Organizational culture is defined as the underlying beliefs, assumptions, values and ways of interacting that contribute to the unique social and psychological environment of an organization.
Culture also includes the organization’s vision, values, norms, systems, symbols, language, assumptions, beliefs, and habits (Needle, 2004).
Simply stated, organizational culture is “the way things are done around here” (Deal & Kennedy, 2000).
Challenges in transforming organization culture.
Changing organizational culture is not an easy undertaking. Because culture is mainly shaped by people, often the most common challenges are also related to them. Employees often resist change and can stand against a new culture. The common challenges include:
- Resistance to change
- Lack of commitment and reinforcement
- Rigid organizational structures
- Improper communication of the purpose
- Non-involvement of the leaders.
Also, it is the duty of leaders to convince their employees of the benefits of change and show through collective experience with new behaviors that the new culture is the best way to operate to yield success.
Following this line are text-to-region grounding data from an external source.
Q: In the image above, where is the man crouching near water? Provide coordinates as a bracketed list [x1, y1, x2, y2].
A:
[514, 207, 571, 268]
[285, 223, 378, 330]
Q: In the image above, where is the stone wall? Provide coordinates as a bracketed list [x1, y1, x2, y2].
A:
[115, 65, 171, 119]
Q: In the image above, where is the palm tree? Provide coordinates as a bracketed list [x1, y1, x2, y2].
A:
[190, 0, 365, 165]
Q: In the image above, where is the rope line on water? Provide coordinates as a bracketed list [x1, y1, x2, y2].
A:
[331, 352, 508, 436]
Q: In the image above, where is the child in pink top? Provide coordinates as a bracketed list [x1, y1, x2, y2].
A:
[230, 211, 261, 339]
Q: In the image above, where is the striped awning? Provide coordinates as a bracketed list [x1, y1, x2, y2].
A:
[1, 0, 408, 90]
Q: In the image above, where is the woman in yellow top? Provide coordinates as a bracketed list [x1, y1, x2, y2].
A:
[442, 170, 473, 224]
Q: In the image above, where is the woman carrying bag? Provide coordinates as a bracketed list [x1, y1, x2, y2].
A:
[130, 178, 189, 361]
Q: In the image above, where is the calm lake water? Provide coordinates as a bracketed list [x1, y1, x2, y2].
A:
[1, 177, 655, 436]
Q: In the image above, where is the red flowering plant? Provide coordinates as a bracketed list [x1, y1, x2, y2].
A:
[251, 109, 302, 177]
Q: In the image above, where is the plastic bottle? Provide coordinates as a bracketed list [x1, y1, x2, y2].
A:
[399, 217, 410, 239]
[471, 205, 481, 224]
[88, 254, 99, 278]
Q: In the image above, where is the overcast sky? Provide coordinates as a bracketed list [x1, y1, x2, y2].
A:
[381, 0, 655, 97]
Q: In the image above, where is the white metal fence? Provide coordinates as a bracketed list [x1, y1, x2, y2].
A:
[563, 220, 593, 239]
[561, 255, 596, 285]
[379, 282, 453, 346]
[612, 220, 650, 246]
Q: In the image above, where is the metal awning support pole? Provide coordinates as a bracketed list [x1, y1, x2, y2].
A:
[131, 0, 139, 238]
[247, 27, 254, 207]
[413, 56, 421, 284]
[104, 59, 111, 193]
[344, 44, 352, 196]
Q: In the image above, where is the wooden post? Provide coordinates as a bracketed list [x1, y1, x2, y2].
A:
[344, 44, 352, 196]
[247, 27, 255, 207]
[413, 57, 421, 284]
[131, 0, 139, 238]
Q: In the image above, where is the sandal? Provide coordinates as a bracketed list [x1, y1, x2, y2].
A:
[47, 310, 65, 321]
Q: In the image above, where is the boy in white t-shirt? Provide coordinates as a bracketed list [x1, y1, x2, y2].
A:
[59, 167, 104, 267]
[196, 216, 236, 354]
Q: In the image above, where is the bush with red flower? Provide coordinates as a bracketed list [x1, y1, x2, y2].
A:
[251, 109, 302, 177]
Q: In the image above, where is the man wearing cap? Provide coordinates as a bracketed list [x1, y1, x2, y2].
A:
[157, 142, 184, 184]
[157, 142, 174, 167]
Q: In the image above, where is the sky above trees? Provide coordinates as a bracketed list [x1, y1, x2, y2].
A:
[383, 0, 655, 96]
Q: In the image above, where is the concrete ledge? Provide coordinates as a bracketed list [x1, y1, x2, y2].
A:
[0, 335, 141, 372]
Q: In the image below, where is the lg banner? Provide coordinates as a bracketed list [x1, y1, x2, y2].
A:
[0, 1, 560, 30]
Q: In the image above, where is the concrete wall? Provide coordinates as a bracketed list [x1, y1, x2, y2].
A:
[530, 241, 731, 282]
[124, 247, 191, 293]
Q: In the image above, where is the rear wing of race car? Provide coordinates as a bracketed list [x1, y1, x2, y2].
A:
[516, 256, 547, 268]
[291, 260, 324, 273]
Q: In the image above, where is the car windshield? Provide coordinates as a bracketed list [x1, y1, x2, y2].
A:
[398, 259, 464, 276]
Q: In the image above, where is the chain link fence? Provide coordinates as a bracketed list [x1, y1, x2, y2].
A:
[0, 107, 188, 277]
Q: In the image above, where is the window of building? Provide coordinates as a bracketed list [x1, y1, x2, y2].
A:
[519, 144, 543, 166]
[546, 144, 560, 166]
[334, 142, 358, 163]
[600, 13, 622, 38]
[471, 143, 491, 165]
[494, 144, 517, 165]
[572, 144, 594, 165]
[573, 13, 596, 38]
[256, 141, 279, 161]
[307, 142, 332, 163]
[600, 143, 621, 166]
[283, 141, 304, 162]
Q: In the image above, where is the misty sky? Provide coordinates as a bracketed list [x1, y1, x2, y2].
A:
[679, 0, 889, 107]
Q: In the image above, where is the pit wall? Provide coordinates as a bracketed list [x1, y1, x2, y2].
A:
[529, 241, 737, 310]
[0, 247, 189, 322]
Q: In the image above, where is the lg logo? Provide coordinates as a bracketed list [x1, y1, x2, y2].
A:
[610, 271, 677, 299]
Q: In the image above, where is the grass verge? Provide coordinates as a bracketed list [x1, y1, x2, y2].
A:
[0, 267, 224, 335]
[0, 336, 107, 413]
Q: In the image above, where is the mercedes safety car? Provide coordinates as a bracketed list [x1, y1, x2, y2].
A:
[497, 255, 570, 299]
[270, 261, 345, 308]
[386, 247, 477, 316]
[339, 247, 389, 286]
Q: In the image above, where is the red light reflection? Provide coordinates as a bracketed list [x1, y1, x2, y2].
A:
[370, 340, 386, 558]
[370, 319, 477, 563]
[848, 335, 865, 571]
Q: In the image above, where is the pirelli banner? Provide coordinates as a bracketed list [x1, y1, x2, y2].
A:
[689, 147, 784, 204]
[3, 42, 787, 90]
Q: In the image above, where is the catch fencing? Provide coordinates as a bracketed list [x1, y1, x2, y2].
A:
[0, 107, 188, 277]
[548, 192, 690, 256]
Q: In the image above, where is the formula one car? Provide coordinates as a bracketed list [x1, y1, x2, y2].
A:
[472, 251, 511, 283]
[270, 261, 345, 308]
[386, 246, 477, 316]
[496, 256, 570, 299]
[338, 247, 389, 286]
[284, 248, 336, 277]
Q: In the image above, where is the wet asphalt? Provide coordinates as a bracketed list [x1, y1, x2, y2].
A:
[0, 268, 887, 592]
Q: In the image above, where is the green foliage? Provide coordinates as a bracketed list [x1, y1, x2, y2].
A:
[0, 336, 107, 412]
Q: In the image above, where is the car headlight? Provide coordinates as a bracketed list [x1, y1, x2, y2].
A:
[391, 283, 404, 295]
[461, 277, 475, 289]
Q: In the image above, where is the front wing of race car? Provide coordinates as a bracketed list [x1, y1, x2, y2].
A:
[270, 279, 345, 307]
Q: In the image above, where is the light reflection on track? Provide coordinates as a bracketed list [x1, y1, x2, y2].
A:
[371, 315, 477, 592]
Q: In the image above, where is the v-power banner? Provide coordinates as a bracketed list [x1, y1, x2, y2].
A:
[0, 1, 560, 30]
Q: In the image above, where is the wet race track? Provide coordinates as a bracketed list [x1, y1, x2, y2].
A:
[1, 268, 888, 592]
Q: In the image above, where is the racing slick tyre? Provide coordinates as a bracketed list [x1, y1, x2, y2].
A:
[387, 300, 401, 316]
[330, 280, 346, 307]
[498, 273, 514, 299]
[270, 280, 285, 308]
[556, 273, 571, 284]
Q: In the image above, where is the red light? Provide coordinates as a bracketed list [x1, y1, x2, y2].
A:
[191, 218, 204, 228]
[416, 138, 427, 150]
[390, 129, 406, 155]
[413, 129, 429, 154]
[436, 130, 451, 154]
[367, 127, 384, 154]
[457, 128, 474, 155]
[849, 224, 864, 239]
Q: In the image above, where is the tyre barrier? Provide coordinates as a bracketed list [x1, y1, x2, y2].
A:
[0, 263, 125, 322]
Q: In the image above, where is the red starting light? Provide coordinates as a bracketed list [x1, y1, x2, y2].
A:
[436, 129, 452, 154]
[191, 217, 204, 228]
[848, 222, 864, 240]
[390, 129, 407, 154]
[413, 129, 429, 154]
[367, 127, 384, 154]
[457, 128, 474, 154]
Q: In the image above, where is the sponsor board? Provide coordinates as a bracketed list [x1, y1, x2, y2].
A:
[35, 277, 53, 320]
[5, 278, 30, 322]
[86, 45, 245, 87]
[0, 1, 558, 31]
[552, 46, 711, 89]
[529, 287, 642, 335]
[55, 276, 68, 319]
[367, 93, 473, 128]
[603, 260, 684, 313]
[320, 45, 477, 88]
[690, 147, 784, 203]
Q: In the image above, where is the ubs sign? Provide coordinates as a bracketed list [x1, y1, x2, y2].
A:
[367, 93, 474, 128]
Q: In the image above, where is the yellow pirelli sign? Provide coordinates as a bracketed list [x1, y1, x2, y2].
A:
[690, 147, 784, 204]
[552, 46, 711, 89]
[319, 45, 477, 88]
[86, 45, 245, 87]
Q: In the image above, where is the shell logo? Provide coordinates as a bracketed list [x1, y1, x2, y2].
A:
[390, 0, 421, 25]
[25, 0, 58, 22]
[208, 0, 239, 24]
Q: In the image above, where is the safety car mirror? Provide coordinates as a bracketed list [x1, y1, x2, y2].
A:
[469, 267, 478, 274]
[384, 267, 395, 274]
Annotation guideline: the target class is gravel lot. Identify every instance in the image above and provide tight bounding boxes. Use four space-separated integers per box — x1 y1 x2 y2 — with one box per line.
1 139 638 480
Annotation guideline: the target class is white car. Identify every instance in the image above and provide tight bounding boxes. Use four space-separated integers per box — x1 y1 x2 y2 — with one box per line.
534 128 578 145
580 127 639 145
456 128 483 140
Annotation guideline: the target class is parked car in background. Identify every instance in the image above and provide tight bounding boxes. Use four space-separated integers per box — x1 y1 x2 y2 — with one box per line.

What to do to achieve a smooth transition and acceptance?
‘Acceptance of change’ as a part of corporate culture implies that people should be ready and optimistic towards any kind of change, rather than be worried about their implementation. This is where organization leaders play the most important role – to identify the necessary changes, to introduce them within the workforce, to justify them to the employees and most importantly to deliver what is promised out of those changes. Some steps the organization and its leaders can take are:
- Formulate a clear strategic vision.
- Display top-management commitment.
- Model culture changes at the highest level.
- Modify the organization to support organizational change.
- Select and socialize newcomers into the culture.
- Develop ethical and legal sensitivity
How can coaching employees help?
An essential part of effective cultural transformation change is to continually reinforce the “urgent call for action”, the vision for the future, and then registering a critical mass of the organization in that future.
This is achieved not only by having an inclusive communication plan in place but also by investing in effective coaching solutions/programs.
Working one-to-one with an expert business coach has been proven to be the most effective way to apply new skills on the job, quickly and productively. In case studies where coaching was added to training experiences, productivity rose 88%. Without coaching productivity rose only 22%.
(Source: “Effects on Productivity in a Public Agency,” Public Personnel Management)
The aim of coaching in such scenarios is to help people work through the consequences of the change themselves, without telling them what to do. This helps them create the change for themselves, and thus become co-creators of the change. People are more likely to support what they themselves create.
Coaching programs during the cultural transformation phase has several objectives. It can be used to communicate the need for change and to train people in new processes and procedures.
The biggest benefit to change management, though, is the effectiveness of targeted coaching in managing and eliminating resistance to change.
Brian Chesky, the Co-founder and CEO of AirBnb, once said that culture is simply a shared way of doing something with passion. We can all agree, as it’s the people who have the real ability to make a culture great.
Hence, improving company culture should be everyone’s responsibility. Your culture doesn’t only concern those working for the company, but has an impact on your customers as well. To be able to better serve your existing and potential clients, you want to keep your standards high and work hard towards creating better solutions and services for them because that’s what it is ultimately about.